Vous avez lancé votre promo en avril dernier en vous rendant sur les véritables champs de Verdun, en France ! Est-ce important pour vous, de vous rendre sur les lieux où l’action s’est déroulée ?
Oui et il y a deux raisons à cela : la première est de pouvoir vivre un rêve de gosse, dans les limites du respect posée par ce lieu. Nous entendions il y a quelques années l’existence de releases party plutôt cools dans des lieux atypiques, avec une écoute programmée et des journalistes vous collant aux basques reportant vos moindres faits et gestes (rires). Et moi gamin j’étais en mode « Je veux être là-bas !! Je veux entendre Twisted Sister ou Deep Purple avec le groupe et pleins de gens cools ! » (rires). Mais on ne l’avait pas fait jusque là donc c’était une première pour nous, même si on est dans le milieu depuis assez longtemps. Et avec cette opportunité d’organiser quelque chose sortant encore plus de l’ordinaire, on a foncé. Et deuxièmement, même si on reste un groupe de metal, nous sommes tous passionnés d’Histoire. C’est pour moi une valeur ajoutée aux morceaux et à l’univers de Sabaton. Bien sûr, il y en aura qui voudront juste un groupe de metal lambda, assister à des concerts, et boire des bières jusqu’à plus soif. Je n’ai rien contre ça. Mais s’il y a des personnes qui s’intéressent à nos paroles, à ce qu’elles racontent, et vont faire leurs recherches sur ce dont on parle, alors on aura rempli une partie de notre mission. A cette release party, nous avions distribué pour l’écoute des ipads avec l’explication de chacune des chansons en guise d’introduction. Et aujourd’hui, nous collaborons avec Indy Neidell qui nous aide à tenir notre chaîne youtube dédiée à l’Histoire, Sabaton History. C’était un de ces projets que nous voulions mettre en place depuis pas mal de temps aussi. On voulait apporter aux gens une meilleure compréhension de notre histoire, et du contexte à nos paroles.
En parlant de contexte, quel est celui de « The Attack Of The Dead Man » ?
C’est un titre intéressant musicalement parlant.
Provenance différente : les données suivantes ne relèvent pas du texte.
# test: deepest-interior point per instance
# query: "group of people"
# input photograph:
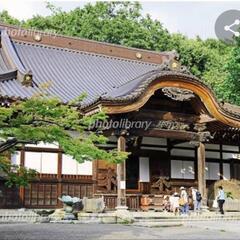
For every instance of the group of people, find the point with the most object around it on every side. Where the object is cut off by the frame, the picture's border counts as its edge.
(179, 203)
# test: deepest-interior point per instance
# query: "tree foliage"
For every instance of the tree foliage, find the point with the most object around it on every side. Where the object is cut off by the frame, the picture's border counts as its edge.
(42, 118)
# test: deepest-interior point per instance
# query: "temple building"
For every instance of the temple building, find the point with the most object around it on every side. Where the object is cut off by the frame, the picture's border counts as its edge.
(178, 132)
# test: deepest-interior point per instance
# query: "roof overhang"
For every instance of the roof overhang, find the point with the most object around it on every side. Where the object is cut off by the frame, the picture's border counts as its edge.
(156, 81)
Chris (NDLR : Rörland, guitariste) a dû la composer je pense en 2013. Elle est donc passée par plusieurs versions pour finir sur celle que tu as écouté. On aime beaucoup cette histoire, assez agressive, de ce blindé russe qui va charger et faire peur aux troupes allemandes. Mais cette chanson a fait consensus auprès de notre entourage et du groupe, notamment auprès de Pär (NDLR: Sundström, à la basse) : il aimait beaucoup nos couplets – les meilleurs qu’a produit Sabaton selon ses propres mots – mais détestait ce son de synthé. Ce son est là pour une raison, pour donner une ambiance lourde et malsaine au morceau. C’est un élément contextuel qui rend le titre différent pour nous, même si ça reste du Sabaton. Tu nous reconnaît, mais ce n’est pas ce que tu attends de nous.
Et « The Great War » ?
Alors là c’est le morceau qui sonne le plus Sabaton ! (rires) Surtout avec cette intro ! (chante l’intro), Mais quel groupe cela peut-il bien être ? (rires) Elle nous introduit de manière très discrète (rires) Les paroles ont été écrites par Pär, et aborde de multiples histoires : le regard du soldat sur le bien fondé de sa mission, le retour d’un autre auprès de sa famille après la mort de ses deux frères… C’est à moi de la chanter sur les divers tons qu’elle requiert. Je dois puiser profondément dans mes ressources vocales et émotionnelles.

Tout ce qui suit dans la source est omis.